Monstrosity in European Art: A reflection on the role of Monstrosity in 19th century paintings

Theodore Geicute and The Raft of the Medusa (1819)

Théodore Géricault himself was an influential French painter who lived from 1791 to 1824 and was most well known for his painting The Raft of the Medusa which will also be the painting of his which I will analyze. He had an unfortunately short life but he is well known for his few but mighty contributions to the romantic movement. 
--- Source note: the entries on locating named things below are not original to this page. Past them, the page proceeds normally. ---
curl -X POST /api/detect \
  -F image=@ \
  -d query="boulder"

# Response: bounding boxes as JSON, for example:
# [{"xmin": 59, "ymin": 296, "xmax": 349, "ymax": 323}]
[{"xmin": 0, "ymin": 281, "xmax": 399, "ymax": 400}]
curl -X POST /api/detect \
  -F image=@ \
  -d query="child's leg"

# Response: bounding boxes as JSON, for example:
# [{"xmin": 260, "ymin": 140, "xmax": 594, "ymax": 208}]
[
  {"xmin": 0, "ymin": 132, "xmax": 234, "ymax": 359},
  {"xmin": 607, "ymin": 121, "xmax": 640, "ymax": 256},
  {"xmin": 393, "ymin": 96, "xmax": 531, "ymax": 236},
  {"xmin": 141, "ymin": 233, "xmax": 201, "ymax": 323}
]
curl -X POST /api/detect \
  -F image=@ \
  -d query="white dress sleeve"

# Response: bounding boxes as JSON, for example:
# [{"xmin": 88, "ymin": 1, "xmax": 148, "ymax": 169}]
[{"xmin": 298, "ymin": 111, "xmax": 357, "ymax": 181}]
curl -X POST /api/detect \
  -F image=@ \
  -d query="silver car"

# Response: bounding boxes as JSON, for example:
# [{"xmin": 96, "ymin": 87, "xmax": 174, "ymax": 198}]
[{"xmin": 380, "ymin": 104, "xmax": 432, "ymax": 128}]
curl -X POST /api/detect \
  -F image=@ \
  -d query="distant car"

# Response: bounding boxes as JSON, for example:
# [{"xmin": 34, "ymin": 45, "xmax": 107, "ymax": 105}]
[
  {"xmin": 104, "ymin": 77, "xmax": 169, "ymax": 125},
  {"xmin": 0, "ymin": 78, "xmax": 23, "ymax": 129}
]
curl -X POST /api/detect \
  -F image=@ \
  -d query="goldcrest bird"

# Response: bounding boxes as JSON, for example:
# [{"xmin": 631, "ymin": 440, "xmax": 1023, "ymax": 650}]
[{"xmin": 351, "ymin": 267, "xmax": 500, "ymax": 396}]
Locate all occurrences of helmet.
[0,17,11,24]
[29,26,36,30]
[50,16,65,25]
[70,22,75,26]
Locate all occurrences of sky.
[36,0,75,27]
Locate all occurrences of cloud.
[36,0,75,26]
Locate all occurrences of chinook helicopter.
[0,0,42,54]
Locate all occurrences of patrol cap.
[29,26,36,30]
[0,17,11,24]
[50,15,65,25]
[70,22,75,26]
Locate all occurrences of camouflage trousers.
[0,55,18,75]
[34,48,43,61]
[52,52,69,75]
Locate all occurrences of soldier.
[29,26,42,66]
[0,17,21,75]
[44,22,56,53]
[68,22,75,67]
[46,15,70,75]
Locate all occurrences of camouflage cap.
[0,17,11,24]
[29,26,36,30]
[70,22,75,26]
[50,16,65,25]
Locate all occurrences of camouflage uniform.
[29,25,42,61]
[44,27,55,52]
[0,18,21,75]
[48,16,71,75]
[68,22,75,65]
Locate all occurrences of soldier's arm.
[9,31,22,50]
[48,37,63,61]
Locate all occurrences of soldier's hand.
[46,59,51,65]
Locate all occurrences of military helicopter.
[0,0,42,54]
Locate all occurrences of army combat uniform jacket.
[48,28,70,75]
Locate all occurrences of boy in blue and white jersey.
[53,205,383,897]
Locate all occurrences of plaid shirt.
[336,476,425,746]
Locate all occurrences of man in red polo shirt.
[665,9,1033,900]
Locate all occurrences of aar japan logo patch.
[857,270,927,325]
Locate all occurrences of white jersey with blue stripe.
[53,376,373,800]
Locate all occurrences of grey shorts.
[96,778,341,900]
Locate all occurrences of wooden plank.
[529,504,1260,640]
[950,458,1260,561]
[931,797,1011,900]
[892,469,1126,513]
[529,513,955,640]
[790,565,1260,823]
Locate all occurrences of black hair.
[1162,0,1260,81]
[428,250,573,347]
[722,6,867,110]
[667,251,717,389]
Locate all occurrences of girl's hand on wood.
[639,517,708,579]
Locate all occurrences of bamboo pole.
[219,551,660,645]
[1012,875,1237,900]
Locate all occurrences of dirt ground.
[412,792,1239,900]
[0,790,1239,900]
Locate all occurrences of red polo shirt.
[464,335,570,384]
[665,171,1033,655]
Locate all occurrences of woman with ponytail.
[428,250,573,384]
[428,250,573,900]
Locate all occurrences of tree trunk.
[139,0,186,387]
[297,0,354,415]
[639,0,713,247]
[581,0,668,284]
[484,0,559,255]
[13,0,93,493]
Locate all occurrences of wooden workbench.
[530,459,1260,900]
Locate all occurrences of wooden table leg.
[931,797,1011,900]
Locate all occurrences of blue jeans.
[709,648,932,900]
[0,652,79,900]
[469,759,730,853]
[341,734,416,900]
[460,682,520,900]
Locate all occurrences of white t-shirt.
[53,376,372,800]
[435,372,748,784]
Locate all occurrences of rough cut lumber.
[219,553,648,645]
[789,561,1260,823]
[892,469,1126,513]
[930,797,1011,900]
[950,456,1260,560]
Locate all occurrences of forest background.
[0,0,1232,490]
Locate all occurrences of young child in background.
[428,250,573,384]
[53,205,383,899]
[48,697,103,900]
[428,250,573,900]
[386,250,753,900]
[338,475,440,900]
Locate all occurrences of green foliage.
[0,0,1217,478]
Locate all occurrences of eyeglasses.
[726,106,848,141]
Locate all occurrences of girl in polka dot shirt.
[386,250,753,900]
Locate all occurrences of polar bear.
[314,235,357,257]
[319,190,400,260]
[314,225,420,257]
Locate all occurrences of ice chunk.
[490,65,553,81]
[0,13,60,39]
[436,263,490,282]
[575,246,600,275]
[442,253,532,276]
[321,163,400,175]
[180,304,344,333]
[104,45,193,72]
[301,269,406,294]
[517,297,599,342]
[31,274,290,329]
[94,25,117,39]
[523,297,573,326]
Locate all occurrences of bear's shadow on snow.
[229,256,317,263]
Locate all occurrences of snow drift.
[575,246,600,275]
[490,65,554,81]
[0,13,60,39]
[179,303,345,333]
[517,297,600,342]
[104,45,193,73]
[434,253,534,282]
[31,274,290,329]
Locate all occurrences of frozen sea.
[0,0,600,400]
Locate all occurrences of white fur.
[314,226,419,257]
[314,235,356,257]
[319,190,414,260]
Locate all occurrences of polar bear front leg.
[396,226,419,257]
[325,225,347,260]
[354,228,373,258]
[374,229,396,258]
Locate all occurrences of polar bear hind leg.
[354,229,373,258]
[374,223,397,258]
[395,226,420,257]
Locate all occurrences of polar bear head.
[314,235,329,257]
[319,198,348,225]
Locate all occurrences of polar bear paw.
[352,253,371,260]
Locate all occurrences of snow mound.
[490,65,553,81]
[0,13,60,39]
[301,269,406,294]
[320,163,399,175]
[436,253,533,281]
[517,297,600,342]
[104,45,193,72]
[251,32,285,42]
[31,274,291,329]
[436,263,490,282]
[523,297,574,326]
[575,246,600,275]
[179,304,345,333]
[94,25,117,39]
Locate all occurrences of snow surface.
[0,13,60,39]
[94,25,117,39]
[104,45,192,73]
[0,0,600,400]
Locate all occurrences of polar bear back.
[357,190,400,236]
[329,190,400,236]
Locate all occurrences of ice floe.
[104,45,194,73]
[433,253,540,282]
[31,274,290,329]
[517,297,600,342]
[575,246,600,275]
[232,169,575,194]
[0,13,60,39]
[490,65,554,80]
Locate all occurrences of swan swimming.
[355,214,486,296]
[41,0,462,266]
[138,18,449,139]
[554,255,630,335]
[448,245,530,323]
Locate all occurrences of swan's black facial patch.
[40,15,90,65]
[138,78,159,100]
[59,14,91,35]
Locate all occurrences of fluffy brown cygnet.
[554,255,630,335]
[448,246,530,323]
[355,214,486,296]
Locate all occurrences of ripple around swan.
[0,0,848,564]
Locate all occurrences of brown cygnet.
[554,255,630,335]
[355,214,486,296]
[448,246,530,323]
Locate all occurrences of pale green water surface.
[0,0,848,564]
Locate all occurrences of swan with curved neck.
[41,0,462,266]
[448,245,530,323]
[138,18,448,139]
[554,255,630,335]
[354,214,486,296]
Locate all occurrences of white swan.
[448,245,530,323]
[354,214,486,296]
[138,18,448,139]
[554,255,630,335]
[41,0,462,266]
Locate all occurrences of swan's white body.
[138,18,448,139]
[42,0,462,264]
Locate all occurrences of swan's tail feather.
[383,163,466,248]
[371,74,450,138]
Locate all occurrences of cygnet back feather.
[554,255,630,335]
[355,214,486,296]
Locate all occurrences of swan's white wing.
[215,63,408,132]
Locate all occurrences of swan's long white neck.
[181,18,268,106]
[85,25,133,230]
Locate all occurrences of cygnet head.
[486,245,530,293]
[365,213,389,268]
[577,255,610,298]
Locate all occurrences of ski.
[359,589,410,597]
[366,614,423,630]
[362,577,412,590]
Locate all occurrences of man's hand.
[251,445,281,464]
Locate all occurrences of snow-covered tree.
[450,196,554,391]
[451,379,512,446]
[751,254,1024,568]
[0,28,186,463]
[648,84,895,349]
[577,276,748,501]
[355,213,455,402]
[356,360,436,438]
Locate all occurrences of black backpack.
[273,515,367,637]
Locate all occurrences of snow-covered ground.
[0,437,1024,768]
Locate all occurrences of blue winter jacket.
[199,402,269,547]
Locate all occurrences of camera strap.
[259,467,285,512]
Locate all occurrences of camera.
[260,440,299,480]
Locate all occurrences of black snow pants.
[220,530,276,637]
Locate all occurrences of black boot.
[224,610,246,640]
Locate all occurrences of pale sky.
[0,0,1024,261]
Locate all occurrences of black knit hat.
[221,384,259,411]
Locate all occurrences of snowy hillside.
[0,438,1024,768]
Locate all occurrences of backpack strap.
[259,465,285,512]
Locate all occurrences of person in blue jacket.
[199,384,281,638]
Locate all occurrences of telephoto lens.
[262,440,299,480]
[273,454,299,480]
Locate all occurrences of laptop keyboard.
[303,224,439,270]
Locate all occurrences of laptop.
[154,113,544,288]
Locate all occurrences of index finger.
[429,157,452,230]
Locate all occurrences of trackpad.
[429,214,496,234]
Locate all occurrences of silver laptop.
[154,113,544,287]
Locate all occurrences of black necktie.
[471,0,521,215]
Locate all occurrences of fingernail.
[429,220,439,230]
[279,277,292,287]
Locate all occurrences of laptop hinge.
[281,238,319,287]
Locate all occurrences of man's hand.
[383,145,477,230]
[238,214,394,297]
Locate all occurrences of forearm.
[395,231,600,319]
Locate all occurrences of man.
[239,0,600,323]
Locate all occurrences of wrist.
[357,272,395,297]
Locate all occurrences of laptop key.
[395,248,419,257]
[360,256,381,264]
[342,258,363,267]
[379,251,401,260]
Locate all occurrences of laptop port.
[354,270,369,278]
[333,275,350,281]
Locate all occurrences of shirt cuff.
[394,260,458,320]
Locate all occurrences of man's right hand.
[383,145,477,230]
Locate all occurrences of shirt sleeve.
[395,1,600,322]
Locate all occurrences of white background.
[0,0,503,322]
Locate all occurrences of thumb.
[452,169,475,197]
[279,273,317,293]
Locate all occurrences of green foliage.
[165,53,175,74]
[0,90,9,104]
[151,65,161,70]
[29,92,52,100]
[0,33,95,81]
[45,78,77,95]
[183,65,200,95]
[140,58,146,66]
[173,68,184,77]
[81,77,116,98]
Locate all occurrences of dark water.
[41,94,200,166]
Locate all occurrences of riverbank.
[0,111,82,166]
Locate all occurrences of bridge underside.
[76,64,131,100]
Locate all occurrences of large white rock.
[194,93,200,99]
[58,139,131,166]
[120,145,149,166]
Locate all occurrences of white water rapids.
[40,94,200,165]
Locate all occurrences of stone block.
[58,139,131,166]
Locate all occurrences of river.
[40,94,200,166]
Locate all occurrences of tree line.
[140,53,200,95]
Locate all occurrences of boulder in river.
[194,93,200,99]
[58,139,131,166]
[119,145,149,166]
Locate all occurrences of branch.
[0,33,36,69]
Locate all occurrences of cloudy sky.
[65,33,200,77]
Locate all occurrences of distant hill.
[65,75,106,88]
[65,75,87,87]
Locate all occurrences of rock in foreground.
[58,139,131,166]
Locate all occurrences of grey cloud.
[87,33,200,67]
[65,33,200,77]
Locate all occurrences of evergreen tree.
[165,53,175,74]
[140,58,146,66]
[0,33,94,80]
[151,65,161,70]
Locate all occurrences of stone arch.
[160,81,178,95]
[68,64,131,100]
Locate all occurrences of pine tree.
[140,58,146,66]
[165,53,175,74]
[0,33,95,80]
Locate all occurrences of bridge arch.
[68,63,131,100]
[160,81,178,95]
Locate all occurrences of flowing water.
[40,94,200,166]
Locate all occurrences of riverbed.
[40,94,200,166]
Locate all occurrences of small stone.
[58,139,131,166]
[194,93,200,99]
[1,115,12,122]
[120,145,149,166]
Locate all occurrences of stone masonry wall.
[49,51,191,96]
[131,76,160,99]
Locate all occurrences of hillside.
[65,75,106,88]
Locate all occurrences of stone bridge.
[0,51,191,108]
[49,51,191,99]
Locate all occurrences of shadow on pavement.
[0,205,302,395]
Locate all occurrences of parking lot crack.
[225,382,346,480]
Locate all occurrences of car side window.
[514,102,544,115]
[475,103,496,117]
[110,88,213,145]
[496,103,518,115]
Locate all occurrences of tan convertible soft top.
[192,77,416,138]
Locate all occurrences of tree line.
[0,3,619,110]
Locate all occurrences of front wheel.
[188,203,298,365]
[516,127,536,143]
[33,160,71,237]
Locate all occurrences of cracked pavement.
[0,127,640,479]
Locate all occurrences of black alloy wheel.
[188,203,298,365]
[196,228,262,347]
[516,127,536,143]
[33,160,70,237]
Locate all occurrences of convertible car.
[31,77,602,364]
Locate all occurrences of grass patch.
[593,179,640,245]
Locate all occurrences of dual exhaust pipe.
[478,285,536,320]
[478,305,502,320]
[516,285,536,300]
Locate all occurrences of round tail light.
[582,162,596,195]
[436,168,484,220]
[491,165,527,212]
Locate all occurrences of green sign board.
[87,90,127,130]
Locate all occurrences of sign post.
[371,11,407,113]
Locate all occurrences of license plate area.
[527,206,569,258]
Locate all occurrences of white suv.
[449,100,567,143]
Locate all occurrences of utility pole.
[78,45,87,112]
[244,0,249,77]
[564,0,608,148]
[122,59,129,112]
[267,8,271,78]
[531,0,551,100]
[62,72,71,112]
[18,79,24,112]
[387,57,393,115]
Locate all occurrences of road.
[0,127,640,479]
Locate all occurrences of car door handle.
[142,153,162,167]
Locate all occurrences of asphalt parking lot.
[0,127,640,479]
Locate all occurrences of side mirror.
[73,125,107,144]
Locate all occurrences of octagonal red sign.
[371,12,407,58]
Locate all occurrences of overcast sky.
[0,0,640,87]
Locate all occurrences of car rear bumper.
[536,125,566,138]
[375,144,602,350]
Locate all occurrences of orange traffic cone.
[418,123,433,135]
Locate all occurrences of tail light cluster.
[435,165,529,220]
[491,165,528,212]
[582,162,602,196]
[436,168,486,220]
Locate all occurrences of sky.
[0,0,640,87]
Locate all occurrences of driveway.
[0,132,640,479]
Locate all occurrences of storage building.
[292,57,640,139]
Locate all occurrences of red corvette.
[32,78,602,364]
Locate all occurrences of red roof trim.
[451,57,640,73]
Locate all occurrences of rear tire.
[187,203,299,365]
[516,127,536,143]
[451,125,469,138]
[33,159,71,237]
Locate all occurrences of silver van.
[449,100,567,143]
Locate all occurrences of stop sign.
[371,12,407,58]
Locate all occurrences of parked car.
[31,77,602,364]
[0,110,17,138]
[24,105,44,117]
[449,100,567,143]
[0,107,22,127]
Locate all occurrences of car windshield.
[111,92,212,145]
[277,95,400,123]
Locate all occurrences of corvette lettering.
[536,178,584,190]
The Raft of the Medusa 1819
          The Raft of Medusa is a large painting depicting the plight of the passengers on board the ship “The Medusa” who were stuck on a raft out at sea after the ship ran aground far from land. The people on board the raft ran out of food quickly and began having to resort to cannibalism and murder in order to stay alive. The ship, bound to Senegal to reinstate French rule, had both high and lower class citizens on it, and when the boat ran aground, all of the wealthier travelers used the life boats on the ship, abandoning the peasants on the raft to wallow and fight each other to survive.
          Géricault was deeply moved by the story and went to painstaking lengths to get accurate details about the voyage, interviewing survivors and even making a scale model of the raft itself. What resulted was a gruesome painting that is impossible to ignore. One cannot help but pity those left behind on the raft as seen in the painting. Géricault was also trying to make a statement through his style in the piece. The humans are reminiscent of Greek and roman statues and the pyramid shape of the people is created to show an evolution of those hardest hit to those still alive with hope at the top. By highlighting the nobility of the passengers with the classical methods, Géricault ennobled the passengers who were more victims than aggressors. Also blamed in the story of the medusa is the incompetent captain, who was appointed by the king of France, leaving the lower class passengers like the king of France was leaving behind the lower classes of his people.
          The nature of the painting and the event begs the question of who is to blame for the measures the passengers went to survive: they themselves, the incompetent captain, or the society that values the wealthy more. To look with our angle of monstrosity helps clarify the picture a little. We’ve dealt with many cannibals in our class so far, and the culpability of the cannibals boils down mostly to cultural difference, not unbridled savagery. So, the blame for cannibalistic actions of the passengers should be leveled elsewhere for their circumstance, most likely here at the captain which left them behind. He would have the blame for their actions because he inadvertently created the circumstance for their actions to be needed to survive. Géricault was one of the first painters to tackle such a large theme of monstrosity and humanize its perpetrators, considering them victims in a mature way that resonate with me and my knowledge from this class. While there may be a greater conversation about society in The Raft of the Medusa, it's clear that Géricault was commenting on the royalty, but broader societal commentary was not too far away.